The National Climate Assessment, prepared by 13 federal agencies and required by Congress, says if no major climate change policy happens soon, the damage of global warming will cut 10 percent off the size of the American economy by century’s end.

Measuring the toll: The report says that no sector of the economy will be unaffected, projecting in a worst-case scenario that labor-related losses caused by extreme heat could total $155 billion annually by 2090, while coastal property damage from sea level rise could reach $118 billion.

Climate change is already having an economic impact today, affecting U.S. companies’ overseas business operations and supply chains, the report says, and could disrupt global trade. The White House downplayed the report, which began before climate skeptic President Trump took office, saying it was “largely based on the most extreme scenario.”

Making climate a ‘dollar and cents’ issue: But free-market experts who support action to combat climate change hope the economic projections could provide a talking point with which to rebut Republicans’ main rationale for not wanting to impose a comprehensive policy: that it will cost too much.

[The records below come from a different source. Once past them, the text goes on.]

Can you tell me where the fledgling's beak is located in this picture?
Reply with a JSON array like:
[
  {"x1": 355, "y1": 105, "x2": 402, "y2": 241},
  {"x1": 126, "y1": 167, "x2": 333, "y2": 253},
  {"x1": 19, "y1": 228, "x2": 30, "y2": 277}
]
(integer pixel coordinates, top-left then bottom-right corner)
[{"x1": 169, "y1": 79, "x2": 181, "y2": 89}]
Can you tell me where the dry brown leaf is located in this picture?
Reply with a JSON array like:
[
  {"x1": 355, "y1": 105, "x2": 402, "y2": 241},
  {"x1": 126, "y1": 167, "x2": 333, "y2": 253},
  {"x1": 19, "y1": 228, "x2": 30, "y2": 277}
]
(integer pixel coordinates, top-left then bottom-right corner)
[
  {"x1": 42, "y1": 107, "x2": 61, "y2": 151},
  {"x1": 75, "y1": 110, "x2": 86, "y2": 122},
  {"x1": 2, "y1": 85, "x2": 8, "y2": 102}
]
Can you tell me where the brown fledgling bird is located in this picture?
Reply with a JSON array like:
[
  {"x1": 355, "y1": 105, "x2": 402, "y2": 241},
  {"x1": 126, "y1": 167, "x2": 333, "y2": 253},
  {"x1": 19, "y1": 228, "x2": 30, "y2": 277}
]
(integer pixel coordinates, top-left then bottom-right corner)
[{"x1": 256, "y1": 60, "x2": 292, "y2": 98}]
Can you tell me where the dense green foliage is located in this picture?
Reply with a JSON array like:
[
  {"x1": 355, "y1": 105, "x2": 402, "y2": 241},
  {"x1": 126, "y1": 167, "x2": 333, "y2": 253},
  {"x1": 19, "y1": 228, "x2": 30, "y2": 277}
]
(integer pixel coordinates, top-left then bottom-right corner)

“Of course, being able to move climate change from polar bears to dollars and cents is important for policy makers,” Joseph Majkut, director of climate policy for Niskanen Center, told Josh. “I doubt many members of Congress want to be callous about the plight of the polar bear, but many want to make sure American keeps growing sustainably.”

Republican senators respond cautiously: Republican Senators, however, are already responding to the report incredulously.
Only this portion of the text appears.